| UN Withdraws Civilian Staff from Iraq-Kuwait Border
Sat March 8, 2003 03:36 PM ET
KUWAIT - U.N. military observers on the Iraq-Kuwait border said on Saturday they were withdrawing civilian staff to Kuwait City for their own safety in view of a possible U.S. invasion of Iraq.
Daljeet Bagga, spokesman of the U.N. Iraq-Kuwait Observer Mission (UNIKOM), added that UNIKOM had also ceased air and maritime patrols of the demilitarized zone, saying without elaborating that this was a precautionary measure.
"We are doing this as a protective measure for their safety in view of the situation," Bagga told Reuters of the decision to withdraw civilian staff.
He said UNIKOM had begun on Saturday to remove some of its 230 civilian U.N. staff from their residential quarters in the demilitarized zone that runs the length of the 130 mile land border. More of them would go on Sunday.
UNIKOM's 195 observers and its 775-strong Bangladeshi military support units would stay in place, Bagga said.
U.N. investigators reported on Friday that a commercial contractor was building new gates in a fence separating the two countries, a barrier U.S. forces would have to cross if they invade Iraq from the Gulf state.
UNIKOM, which monitors the 12-year-old demilitarized border zone said the building of the seven gates -- wide enough to accommodate a tank -- followed recent sightings of U.S. soldiers entering the Kuwaiti side of the zone.
The project triggered speculation the work was being carried out in preparation for war.

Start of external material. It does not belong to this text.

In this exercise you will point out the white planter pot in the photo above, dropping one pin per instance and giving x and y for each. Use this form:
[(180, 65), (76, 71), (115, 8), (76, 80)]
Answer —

Tens of thousands of U.S. and British troops are in Kuwait preparing for possible air and ground attacks on Iraq. Bagga said UNIKOM's main land patrols were continuing but it was slimming down its operations so as to perform only those duties that were "absolutely necessary." Air and maritime patrols form only a small part of its activities.
"This move began today after we got approval from the (U.N.) Secretary-General. We are doing it as a preparatory measure in case there are developments in the situation," he said.
UNIKOM has not publicly said what it would do if U.S. and British forces stormed through its demilitarized zone if President Bush decides to go to war with Iraq over weapons of mass destruction he says Iraq is hiding.
Arab and Western diplomats say that the U.N. force will in effect be dismantled shortly before any military action and withdrawn to Kuwait City.